In contrast, should Kamala Harris prevail, the outlook seems more favorable for European equities. A Harris administration is expected to prioritize investments in renewable energy, which could energize utilities holding substantial projects in the US, such as Orsted and Iberdrola. However, her proposed increase of corporate taxes from 21 percent to 28 percent could squeeze margins for both American firms and European businesses earning in dollars, contrastingly alleviating fiscal strain faced under a Trump administration’s proposed tax cuts.

This election could also have ramifications for ongoing conflicts like the war in Ukraine. Trump has voiced skepticism about the merits of US support for Ukraine against Russian aggression, while Democrats generally advocate for stronger backing. Since the onset of the Ukraine conflict, aerospace and defense stocks have surged by over 80%, reflecting investors’ confidence in sectoral stability during geopolitical upheaval.

Currency Swings

Trade tariffs are crucial for currency markets as well. The euro, which recently traded below its 14-month highs, could suffer in the event of a Trump win, with estimates suggesting a devaluation from approximately $1.09 to around $1.05. Conversely, a victory for Harris might see the euro strengthen past $1.15.

The overall sentiment in currency markets is equally influenced by geopolitical instability. Analysts have pointed to rising oil prices as a potential Achilles’ heel for the eurozone, often adversely affected by disruptions in the Middle East. Countries whose economies are tied to trade with China, like Australia and New Zealand, are also likely to witness turmoil should tariffs rise under Trump, given that a substantial portion of their exports is directed towards China.

China Roulette

The stakes are particularly high regarding trade relations with China, especially as stimulus measures by the Chinese government aim to drive growth amid a tumultuous global landscape. Investors seem to expect a Harris administration to adopt a relatively measured approach to tariffs, while a Trump victory could usher in a more aggressive stance and increased scrutiny of Chinese firms.

If Trump were to win, industry experts forecast a bleak outlook for Chinese companies with diminished access to technological advancements. Risk consultancy Eurasia Group warns that this could also push EU nations to reconsider their economic ties with China. Goldman Sachs projects that such tariffs might result in a 13% decline in Chinese equity markets, indicating significant potential fallout for global investors.

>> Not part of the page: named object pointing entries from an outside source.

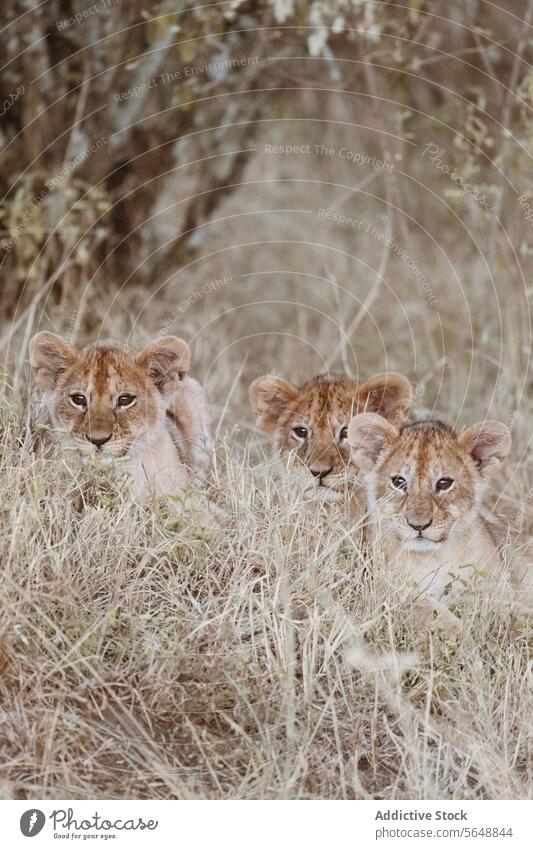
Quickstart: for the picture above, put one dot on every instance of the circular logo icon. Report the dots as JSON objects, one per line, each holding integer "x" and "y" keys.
{"x": 32, "y": 822}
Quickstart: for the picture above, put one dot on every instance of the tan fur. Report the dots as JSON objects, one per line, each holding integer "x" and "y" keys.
{"x": 437, "y": 537}
{"x": 324, "y": 407}
{"x": 163, "y": 435}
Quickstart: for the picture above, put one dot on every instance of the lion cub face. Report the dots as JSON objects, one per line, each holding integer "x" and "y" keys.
{"x": 105, "y": 397}
{"x": 310, "y": 424}
{"x": 424, "y": 482}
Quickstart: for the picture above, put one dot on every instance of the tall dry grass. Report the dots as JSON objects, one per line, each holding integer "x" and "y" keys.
{"x": 144, "y": 655}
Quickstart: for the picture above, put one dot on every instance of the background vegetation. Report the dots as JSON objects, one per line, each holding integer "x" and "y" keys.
{"x": 295, "y": 187}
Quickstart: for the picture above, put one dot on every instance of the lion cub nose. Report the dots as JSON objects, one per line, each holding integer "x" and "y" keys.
{"x": 320, "y": 473}
{"x": 98, "y": 441}
{"x": 418, "y": 525}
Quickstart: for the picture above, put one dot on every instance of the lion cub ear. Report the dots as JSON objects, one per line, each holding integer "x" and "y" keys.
{"x": 369, "y": 435}
{"x": 50, "y": 356}
{"x": 390, "y": 395}
{"x": 269, "y": 397}
{"x": 488, "y": 443}
{"x": 167, "y": 361}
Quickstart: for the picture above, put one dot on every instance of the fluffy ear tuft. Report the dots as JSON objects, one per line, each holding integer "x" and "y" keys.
{"x": 488, "y": 443}
{"x": 50, "y": 356}
{"x": 390, "y": 395}
{"x": 269, "y": 397}
{"x": 369, "y": 435}
{"x": 167, "y": 361}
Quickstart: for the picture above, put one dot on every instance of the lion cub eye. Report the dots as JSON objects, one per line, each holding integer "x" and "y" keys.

In response to strained exports spurred by tariffs, China’s government may feel pressure to amplify its economic stimulus, thus prolonging interventionist strategies aimed at stabilizing its economy.

Emerging Markets on Alert

Emerging market equities, which have lagged behind their developed counterparts for years, may find some silver linings depending on the election outcome. With the Federal Reserve lowering interest rates, and a decrease in food and fuel prices, emerging markets could unlock new growth opportunities.

A Harris victory would likely signal continuity in Bloomberg growth strategy, providing a supportive environment for emerging market assets. However, a Trump administration might abruptly change this landscape, introducing tariffs that could hinder progress. In particular, Mexico’s economy stands to lose the most given its robust ties to the US. Financial institutions like JPMorgan have advised investors to remain cautious until the electoral dust settles, while UBS warns that potential tariffs could slash EM equity performance by as much as 11% come 2025.

Overall, as the US election approaches, the world watches intently, knowing that the outcomes will profoundly impact economic trajectories across markets globally. With implications spanning currencies, trade relationships, and emerging markets, the stakes are undeniably high.